Veintiún veces he escuchado las mañanitas en la mañana. Veintiún veces he abrazado a mis seres queridos con sonrisas en nuestros rostros. Veintiún veces me han felicitado por un año más de vida. Veintiún veces me han dado la bendición. Veintiún veces he soplado las velas de un pastel y he escuchado el coro de “mordida, mordida”. Veintiún veces ha sido mi día especial.

Durante veintiún años se ha formado una persona con sueños y metas, con temores y fobias. Se ha formado una persona distinta cada año y al mismo tiempo igual a la que nació por cesárea siendo la tercera y última de su camada. Se ha formado una persona con ideas que cambian constantemente y que se aferra a otras con toda su alma.

A veces siente que no ha aprendido nada y otras se sabe madura. A veces parece que sigue con alma de una niña pequeña y otras actúa como si nunca lo hubiese sido. Durante veintiún años se ha formado una persona que sabe que el resto de su vida, al igual que las demás, se dedicará a formarse una y otra vez porque a sus ahora veintiún años sabe que una persona nunca deja de ser y por ello siempre está cambiando.

A sus veintiún años se arrepiente de tantísimas cosas y le ruega a Dios que la perdone, al mismo tiempo se sabe perdonada y una persona de bien que odia toda clase de violencia. Tiene ahora veintiún años y se sabe exageradamente amada por todos los que la rodean. Está feliz, aunque a veces no lo parezca.

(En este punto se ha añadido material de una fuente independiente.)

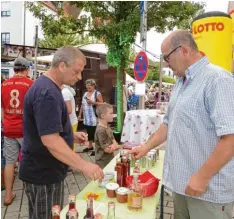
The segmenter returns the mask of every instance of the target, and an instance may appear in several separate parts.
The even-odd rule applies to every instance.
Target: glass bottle
[[[69,211],[71,209],[76,209],[76,196],[73,194],[70,194],[68,196],[68,203],[69,203],[69,208],[68,208],[68,212],[66,214],[66,219],[69,219]]]
[[[126,186],[126,177],[128,176],[128,160],[126,156],[122,157],[122,165],[123,165],[123,187]]]
[[[141,170],[140,170],[140,162],[139,160],[136,161],[135,163],[135,167],[133,169],[133,173],[136,173],[136,174],[140,174]]]
[[[138,181],[138,175],[133,176],[133,182],[129,189],[128,209],[130,211],[141,211],[143,204],[143,190],[140,182]]]
[[[52,219],[60,219],[61,208],[59,205],[54,205],[52,207]]]
[[[107,219],[115,219],[115,203],[114,202],[108,202]]]
[[[123,164],[121,163],[121,159],[117,159],[117,163],[115,166],[115,171],[117,172],[117,183],[120,187],[123,186]]]
[[[146,168],[146,157],[145,156],[141,157],[140,163],[141,163],[141,167],[143,169],[145,169]]]
[[[131,175],[131,159],[130,159],[130,155],[127,156],[127,163],[128,163],[128,176]]]
[[[94,219],[93,215],[93,197],[89,197],[87,200],[87,210],[84,219]]]
[[[68,213],[68,219],[78,219],[78,212],[76,211],[76,209],[73,208],[69,210]]]
[[[122,157],[124,156],[124,150],[120,150],[120,156],[119,158],[121,159],[121,162],[122,162]]]

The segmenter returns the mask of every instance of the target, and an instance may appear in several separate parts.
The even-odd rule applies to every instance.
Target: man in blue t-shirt
[[[24,100],[24,143],[19,178],[29,202],[29,218],[50,219],[53,205],[63,207],[64,179],[68,166],[93,180],[102,170],[72,151],[73,144],[86,141],[82,132],[72,131],[61,88],[81,80],[86,64],[79,49],[58,49],[51,68],[29,89]]]

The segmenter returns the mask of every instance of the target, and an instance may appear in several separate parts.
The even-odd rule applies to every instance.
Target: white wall
[[[24,45],[24,2],[1,2],[1,6],[2,10],[10,9],[11,11],[11,16],[1,17],[1,33],[10,33],[10,44]],[[47,8],[46,12],[52,13]],[[40,21],[28,9],[26,9],[25,18],[25,45],[34,46],[36,25],[38,25],[38,37],[43,38]]]
[[[1,2],[2,10],[11,11],[11,16],[1,17],[1,33],[10,32],[11,44],[23,44],[23,2]]]

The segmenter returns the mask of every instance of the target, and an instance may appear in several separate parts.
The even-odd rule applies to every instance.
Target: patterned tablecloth
[[[126,112],[121,142],[143,144],[159,128],[164,114],[159,110],[131,110]]]

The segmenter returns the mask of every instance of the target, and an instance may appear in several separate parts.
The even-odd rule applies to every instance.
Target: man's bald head
[[[171,48],[184,45],[184,46],[188,46],[189,48],[191,48],[192,50],[196,52],[198,51],[197,44],[192,34],[187,30],[174,31],[163,41],[163,44],[169,44]]]
[[[171,68],[178,76],[202,58],[192,34],[187,30],[172,32],[162,43],[161,51],[165,67]]]

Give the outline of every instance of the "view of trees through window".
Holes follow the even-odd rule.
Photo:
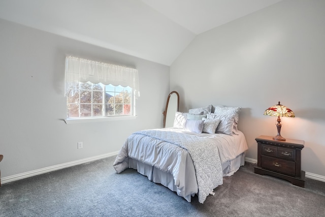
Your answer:
[[[132,88],[90,82],[68,84],[68,118],[131,115]]]

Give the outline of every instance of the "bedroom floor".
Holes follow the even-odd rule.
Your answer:
[[[325,182],[305,188],[254,173],[246,163],[224,177],[204,204],[187,202],[133,169],[117,174],[115,157],[4,184],[0,217],[325,216]]]

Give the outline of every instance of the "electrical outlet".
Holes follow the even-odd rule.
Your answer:
[[[78,142],[78,149],[82,148],[83,147],[83,144],[82,144],[82,142]]]

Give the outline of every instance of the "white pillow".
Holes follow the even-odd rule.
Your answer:
[[[202,120],[203,118],[206,117],[206,114],[187,114],[187,119],[188,120]]]
[[[202,133],[203,130],[203,120],[187,119],[184,129],[186,131]]]
[[[209,112],[211,112],[212,108],[212,105],[209,105],[208,106],[206,106],[205,107],[203,108],[190,109],[188,110],[188,113],[190,113],[191,114],[199,114],[200,112],[203,112],[203,114],[206,114]]]
[[[179,112],[177,111],[175,114],[174,120],[174,127],[176,128],[184,128],[185,122],[187,119],[187,113]]]
[[[232,135],[235,115],[235,114],[217,115],[210,113],[207,115],[207,118],[220,120],[220,123],[216,130],[216,133]]]
[[[237,132],[238,129],[237,125],[239,119],[239,112],[242,107],[232,107],[229,106],[215,106],[214,107],[214,114],[235,114],[234,130]]]
[[[204,122],[203,122],[203,133],[215,134],[216,130],[219,123],[220,123],[220,120],[219,119],[207,119],[203,118],[202,119]]]

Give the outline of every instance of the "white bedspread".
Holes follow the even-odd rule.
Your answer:
[[[113,166],[120,173],[128,167],[129,158],[138,160],[170,172],[180,191],[186,192],[188,180],[185,177],[188,167],[184,162],[191,157],[199,187],[199,201],[203,203],[209,193],[222,183],[221,163],[247,150],[244,137],[242,145],[233,148],[233,140],[238,140],[237,136],[196,134],[174,128],[140,131],[128,138]],[[182,192],[177,194],[186,196]]]

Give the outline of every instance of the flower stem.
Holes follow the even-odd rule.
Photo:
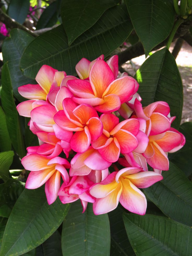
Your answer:
[[[166,47],[168,50],[169,48],[169,47],[170,47],[171,44],[171,42],[173,41],[173,37],[175,35],[175,34],[177,29],[181,25],[181,23],[182,23],[182,22],[183,22],[183,20],[182,19],[179,19],[178,20],[177,20],[175,23],[174,26],[172,30],[172,31],[171,32],[171,34],[170,34],[169,37],[168,42],[167,42],[167,44]]]
[[[187,0],[181,0],[180,9],[181,16],[183,17],[186,15],[186,7],[187,5]]]
[[[179,5],[178,5],[178,0],[173,0],[173,3],[175,12],[178,15],[180,16],[181,14],[180,13],[180,10],[179,8]]]

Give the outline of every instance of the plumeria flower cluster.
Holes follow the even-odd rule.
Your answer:
[[[22,160],[31,171],[26,187],[45,183],[49,204],[58,195],[63,204],[79,199],[83,212],[88,202],[98,215],[119,202],[143,215],[147,202],[139,189],[163,179],[168,152],[183,147],[185,138],[171,127],[175,117],[167,103],[143,108],[136,81],[126,73],[117,78],[117,56],[104,59],[83,58],[76,67],[79,78],[44,65],[37,84],[19,87],[29,100],[17,110],[31,118],[39,144],[28,148]]]

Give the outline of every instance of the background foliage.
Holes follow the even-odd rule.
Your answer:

Hoy, día que está cumpliendo veintiún años, sólo se dice una cosa: VIVE. Se aferra con todas sus fuerzas a la vida y a todas sus maravillas. Incluso se aferra a las tristezas y horrores que esta pueden traer porque está consciente de que a veces la vida duele tanto que es el momento donde se empieza a sentirla. Se aferra a sus sueños, sus letras, sus bailes, sus payasadas, sus lágrimas, sus dramas; se aferra a todo lo que ella significa porque durante veintiún años se ha dedicado a darle significado; se aferra a su espíritu y lo retuerce en sus manos porque quiere exprimir todo de él para que sea posible hacer casi cualquier cosa; se aferra a su nombre y a sus apellidos, a lo que le da identidad; se aferra hasta de sus colores favoritos y de aquello que la hace única. Hoy, día que está cumpliendo veintiún años, no puede evitar las lágrimas venir con cada palabra linda de su cabeza a su alma, porque se ama y se dice cosas bellísimas.

Veintiún años siendo la misma de siempre; la misma bebé que salió de la rajada panza de su madre, pero completamente distinta.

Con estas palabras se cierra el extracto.